O Projeto prevê que, para os casos com resultados de sorologia positivos para a doença de Chagas, o município deverá realizar a notificação no Sistema de Agravos de Notificação (Sinan). Em seguida, caso seja recomendado, o município deverá ofertar ao paciente o tratamento antiparasitário, além de acompanhamento médico.

O Projeto

Desde 2013 o Centro São Paulo–Minas Gerais para Tratamento da Doença de Chagas realiza pesquisas envolvendo doenças negligenciadas. O Centro é composto por um grupo de cientistas colaboradores de quatro instituições de ensino: Universidade Estadual de Montes Claros – (Unimontes); UFMG; Universidade Federal de São João Del Rey e a Universidade de São Paulo – (USP).

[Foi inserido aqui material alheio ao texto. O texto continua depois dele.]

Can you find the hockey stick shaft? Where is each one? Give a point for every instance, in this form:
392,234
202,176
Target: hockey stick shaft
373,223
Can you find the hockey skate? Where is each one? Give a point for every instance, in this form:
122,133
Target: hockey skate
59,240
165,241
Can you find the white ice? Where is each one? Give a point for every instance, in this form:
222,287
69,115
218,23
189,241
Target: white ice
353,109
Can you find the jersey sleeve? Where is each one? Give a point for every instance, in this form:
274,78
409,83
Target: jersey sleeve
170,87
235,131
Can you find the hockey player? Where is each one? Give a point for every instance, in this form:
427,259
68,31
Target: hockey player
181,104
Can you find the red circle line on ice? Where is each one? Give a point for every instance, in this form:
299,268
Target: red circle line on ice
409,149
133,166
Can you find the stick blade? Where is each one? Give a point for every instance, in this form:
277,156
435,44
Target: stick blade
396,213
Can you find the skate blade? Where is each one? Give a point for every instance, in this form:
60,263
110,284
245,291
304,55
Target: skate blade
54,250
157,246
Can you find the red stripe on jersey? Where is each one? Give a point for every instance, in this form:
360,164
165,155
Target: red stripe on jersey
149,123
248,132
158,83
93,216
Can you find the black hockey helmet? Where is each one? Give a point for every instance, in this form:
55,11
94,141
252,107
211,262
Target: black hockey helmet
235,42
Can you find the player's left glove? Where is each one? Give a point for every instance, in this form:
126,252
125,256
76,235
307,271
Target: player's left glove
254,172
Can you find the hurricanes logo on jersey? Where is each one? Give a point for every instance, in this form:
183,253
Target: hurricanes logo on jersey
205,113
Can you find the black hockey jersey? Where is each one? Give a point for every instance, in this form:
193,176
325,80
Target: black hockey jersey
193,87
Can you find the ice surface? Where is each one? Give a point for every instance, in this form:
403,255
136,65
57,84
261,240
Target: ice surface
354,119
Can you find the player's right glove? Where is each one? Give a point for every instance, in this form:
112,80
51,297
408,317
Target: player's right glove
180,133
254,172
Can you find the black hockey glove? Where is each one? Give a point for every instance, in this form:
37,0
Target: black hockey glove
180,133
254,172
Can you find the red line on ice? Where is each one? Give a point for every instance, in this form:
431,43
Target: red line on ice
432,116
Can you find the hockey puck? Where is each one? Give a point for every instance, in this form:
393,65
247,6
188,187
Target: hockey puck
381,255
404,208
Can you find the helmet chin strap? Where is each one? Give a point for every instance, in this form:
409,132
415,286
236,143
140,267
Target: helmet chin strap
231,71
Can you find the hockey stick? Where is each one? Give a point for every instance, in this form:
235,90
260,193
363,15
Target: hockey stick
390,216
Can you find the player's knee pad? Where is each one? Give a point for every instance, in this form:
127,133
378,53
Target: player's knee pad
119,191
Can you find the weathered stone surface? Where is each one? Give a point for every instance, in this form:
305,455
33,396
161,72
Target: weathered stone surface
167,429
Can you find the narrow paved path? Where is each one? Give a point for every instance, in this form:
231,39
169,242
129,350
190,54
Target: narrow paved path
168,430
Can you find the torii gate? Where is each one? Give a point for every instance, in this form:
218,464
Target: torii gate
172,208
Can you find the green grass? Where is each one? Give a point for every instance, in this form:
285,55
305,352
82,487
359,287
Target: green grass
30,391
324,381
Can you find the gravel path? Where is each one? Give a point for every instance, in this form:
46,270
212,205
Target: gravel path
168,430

Os trabalhos são financiados pelo National Institute of Health, um conglomerado de centros de pesquisa que formam a agência governamental de pesquisa biomédica do Departamento de Saúde e Serviços Humanos dos Estados Unidos. Está sediado em Bethesda, Maryland, e constitui o maior centro de pesquisa biomédica do mundo.

O SaMI-Trop já publicou mais de 30 artigos científicos. Dentre as temáticas há fatores associados ao tratamento antiparasitário; a qualidade de vida; ao prognóstico e a sobrevida; criação de escore de risco para prever mortalidade; identificação de novos biomarcadores; associação entre alterações cardíacas e biomarcadores, além dos desafios para a assistência à doença de Chagas nos serviços de atenção primária à saúde.

Atualmente os pesquisadores pretendem aplicar os conhecimentos na identificação de metodologias e ferramentas que permitam aumentar o número de pacientes diagnosticados e a oferta de tratamento. Além disso, serão identificadas estratégias que possibilitem melhorar o acompanhamento dos pacientes e auxiliar na avaliação de novos candidatos a tratamento.

A doença

Renata Fiúza lembra que, assim como outros agravos negligenciados, a doença de Chagas está associada à pobreza. A doença é transmitida por diferentes vias, sendo a vetorial que envolve espécies de triatomíneos, insetos chamados popularmente de barbeiros. Estima-se que, no mundo, entre 6 e 8 milhões de pessoas têm a doença e mais de 75 milhões moram em áreas de risco de contágio.

A Fundação Oswaldo Cruz (Fiocruz) aponta que são inúmeras as barreiras existentes para o acesso da população a diagnósticos e tratamento da doença de Chagas, a maior delas, a educação. Apenas 1% ou menos, daqueles que poderiam se beneficiar obtendo a cura da doença ou a prevenção para formas sintomáticas crônicas, tem real acesso ao tratamento. Em geral, os diagnósticos ocorrem na fase tardia, quando já há comprometimento crônico e complicações, com grave prejuízo às pessoas, suas famílias e comunidades, além de elevado custo ao sistema de saúde.

Em virtude dessa situação epidemiológica a Portaria 1.061, publicada dia 18 de maio de 2020 pelo Ministério da Saúde, determina que os serviços de saúde além de oferecer diagnóstico e tratamento também deverão fazer a notificação compulsória da doença de Chagas. Com isso, será possível criar um banco de dados e ter indicadores que permitam fazer análises epidemiológicas mais precisas para fortalecer a política de controle da doença no país.